I am doing research in ultrasonic technology, and I have to conduct harmonic response analysis in ANSYS with displacement applied, and I am hoping that someone did this and can give me some suggestions.

I need to apply harmonic displacement on a rod, on the surface of the lower end, and to find the response in a point in the upper end. I have a rod formed by two segments with different diameters, constrained at the middle, where the step in diameter is. The excitation on the lower surface should be applied as displacement in the axial direction (10×10E-6 m).

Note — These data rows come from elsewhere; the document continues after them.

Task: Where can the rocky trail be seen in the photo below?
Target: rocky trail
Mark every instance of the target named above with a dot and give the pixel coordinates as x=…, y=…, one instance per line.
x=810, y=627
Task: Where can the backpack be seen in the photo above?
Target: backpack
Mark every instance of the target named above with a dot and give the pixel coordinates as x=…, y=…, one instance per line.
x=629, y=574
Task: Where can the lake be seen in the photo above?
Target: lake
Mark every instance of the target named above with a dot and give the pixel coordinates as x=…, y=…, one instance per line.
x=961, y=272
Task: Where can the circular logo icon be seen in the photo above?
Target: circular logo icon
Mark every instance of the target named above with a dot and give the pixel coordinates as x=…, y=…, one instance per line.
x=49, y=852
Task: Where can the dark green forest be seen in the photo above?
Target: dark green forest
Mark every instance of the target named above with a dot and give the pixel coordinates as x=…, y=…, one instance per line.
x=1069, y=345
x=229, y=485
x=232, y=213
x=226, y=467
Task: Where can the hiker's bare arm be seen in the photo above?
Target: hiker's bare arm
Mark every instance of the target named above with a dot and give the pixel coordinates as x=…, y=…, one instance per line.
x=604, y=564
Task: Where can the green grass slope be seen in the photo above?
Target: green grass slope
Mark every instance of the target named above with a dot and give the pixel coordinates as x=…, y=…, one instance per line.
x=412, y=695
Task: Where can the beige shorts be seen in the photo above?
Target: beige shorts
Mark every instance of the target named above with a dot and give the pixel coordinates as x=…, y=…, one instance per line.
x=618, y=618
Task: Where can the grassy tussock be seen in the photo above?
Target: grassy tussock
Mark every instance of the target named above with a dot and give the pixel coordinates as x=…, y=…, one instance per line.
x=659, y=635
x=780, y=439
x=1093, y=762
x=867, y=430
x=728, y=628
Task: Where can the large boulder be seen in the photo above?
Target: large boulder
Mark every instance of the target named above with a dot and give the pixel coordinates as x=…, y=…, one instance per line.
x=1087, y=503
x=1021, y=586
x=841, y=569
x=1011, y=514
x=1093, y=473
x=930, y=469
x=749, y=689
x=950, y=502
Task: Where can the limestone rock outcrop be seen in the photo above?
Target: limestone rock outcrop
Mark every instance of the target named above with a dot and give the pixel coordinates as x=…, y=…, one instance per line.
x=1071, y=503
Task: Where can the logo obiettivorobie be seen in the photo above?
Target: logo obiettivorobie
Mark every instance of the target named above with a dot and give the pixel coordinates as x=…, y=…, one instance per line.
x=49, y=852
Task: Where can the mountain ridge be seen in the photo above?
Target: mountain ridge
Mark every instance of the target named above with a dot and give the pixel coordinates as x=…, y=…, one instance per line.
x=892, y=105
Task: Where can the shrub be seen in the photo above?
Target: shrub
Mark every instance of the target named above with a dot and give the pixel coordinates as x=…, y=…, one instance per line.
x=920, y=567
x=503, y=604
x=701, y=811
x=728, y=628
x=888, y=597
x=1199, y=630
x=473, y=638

I did the modal analysis between 17000-30000 Hz, and I found a longitudinal mode shape at 18525 Hz. I continued with the harmonic response analysis, in order to calculate the amplitude response (displacement) for the node in the center of the upper end surface. These are some observations:
• When a displacement is applied on the whole lower end surface, the response frequency is very far to the natural frequency, although the damping coefficient used is 0.1% (constant). If the surface where the excitation is applied is reduced, the response frequency decreases. If the displacement is applied just in one node in the center of the surface, then the frequency response is very close to the natural frequency.
• If a pressure is applied on the whole surface, then the frequency response is very close to the natural frequency. The amplitude response is similar with the response when the displacement in a node is applied. The pressure applied here is chosen in such a way that the displacement on the lower end for damping of 0.1% will be the same as the one imposed in the previous case (10×10E-6 m).

Some questions:
• Why the frequency response for displacement applied on the whole surface is so much different that the natural frequency? If the damping ratio is small, the difference in frequencies should be insignificant.
• Why the displacement and the pressure applied give different results in terms of frequency? Shouldn’t they be similar?
• Could you recommend some values for the damping ratio that can be used in the simulations?
• If there would be another mode shape in the range, but with lower amplitude, will the increase in damping result in attenuation up to losing that mode shape, and having just the dominant (larger) one?

Please find attached a document with details and results.

Thank you.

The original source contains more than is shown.